Het was net gaan zomeren en het leven in Artis straalde er uitbundig op los. Twee reuzenschildpadden voerden onder dof gekreun hun paringsdans uit. Ik dacht na over Tim. Tim had zich letterlijk omhooggewerkt in het leven. Begonnen als verpleger was hij opgeklommen tot directeur van een pluimage aan maatschappelijke organisaties. Zinvol werk, verantwoordelijk werk. Dat hij nu werkeloos was, luchtte me op een vreemde manier ook op. Zijn gedrevenheid confronteerde me vroeger met mijn eigen gebrek daaraan en zijn werklust weerlegde mijn eigen passiviteit. Het feit dat zelfs hij op zijn veertigste op de bank thuis kon zitten, vond ik een geruststellend idee.

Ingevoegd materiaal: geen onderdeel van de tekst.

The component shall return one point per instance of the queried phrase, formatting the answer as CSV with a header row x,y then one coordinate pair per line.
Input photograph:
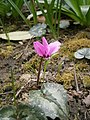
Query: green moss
x,y
5,52
82,66
71,46
32,64
66,78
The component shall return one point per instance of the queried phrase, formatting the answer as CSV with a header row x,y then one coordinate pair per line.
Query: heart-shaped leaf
x,y
52,99
81,53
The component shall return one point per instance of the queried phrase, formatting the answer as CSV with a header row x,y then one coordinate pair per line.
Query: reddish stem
x,y
39,70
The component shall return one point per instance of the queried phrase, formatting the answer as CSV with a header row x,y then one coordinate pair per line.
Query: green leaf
x,y
81,53
38,30
52,99
88,17
75,7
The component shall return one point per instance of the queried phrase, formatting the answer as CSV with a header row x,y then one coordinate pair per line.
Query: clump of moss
x,y
32,64
6,52
82,66
71,46
66,78
86,81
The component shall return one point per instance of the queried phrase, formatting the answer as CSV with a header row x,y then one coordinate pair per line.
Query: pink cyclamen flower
x,y
46,50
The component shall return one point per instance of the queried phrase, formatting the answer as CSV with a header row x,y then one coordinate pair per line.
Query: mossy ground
x,y
60,66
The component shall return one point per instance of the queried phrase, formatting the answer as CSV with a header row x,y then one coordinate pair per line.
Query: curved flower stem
x,y
39,70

Nadat ik een uur richtingloos door Artis had geslenterd, besloot ik naar het apenhuis te gaan. Vlak voor het gebouw zag ik plotseling van dichtbij Tim op een bankje zitten. Hij had zijn handen voor zijn ogen geslagen en zijn schouders schokten. Zijn vrouw en dochter zaten naast hem. Zijn dochter had een arm om haar pappa geslagen en er rolde een traan uit haar ooghoek.

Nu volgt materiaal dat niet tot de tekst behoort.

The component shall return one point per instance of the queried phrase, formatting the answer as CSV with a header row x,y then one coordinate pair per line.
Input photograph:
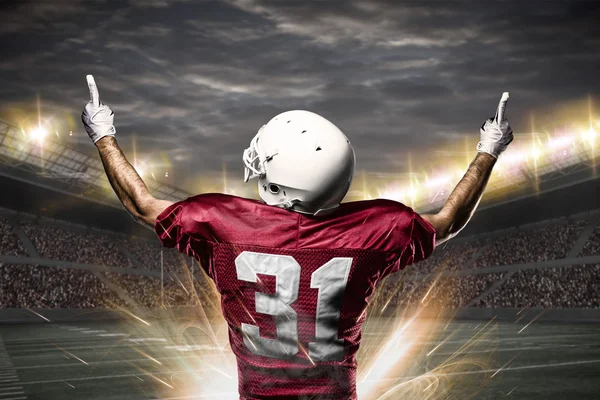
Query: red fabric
x,y
381,237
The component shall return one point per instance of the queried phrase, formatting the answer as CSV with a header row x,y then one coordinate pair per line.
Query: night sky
x,y
191,82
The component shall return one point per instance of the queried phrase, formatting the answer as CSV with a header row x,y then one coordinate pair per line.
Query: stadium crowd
x,y
33,286
524,246
56,243
9,242
567,287
26,285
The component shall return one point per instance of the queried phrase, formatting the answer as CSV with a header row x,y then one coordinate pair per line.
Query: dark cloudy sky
x,y
193,81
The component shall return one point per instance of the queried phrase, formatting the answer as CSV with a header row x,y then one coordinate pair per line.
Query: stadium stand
x,y
9,242
29,286
567,287
481,270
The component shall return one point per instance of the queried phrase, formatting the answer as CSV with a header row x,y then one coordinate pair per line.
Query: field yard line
x,y
507,369
51,346
525,367
93,363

Ik was onzeker over wat ik moest doen. Doorlopen en net doen alsof ik hen niet gezien had was laf en misschien zelfs onwaarschijnlijk, maar me ermee bemoeien bracht het gevaar met zich mee van een ongewenste inbreuk op hun intimiteit. Terwijl ik doorliep en Tim hoorde snikken, veinsde ik belangstelling voor de werkelijk prachtig bloeiende jasmijn voor me. Ik suste mijn onrust met de gedachte dat ik hem toch niet zo goed kende en nu ook niets voor hem kon betekenen.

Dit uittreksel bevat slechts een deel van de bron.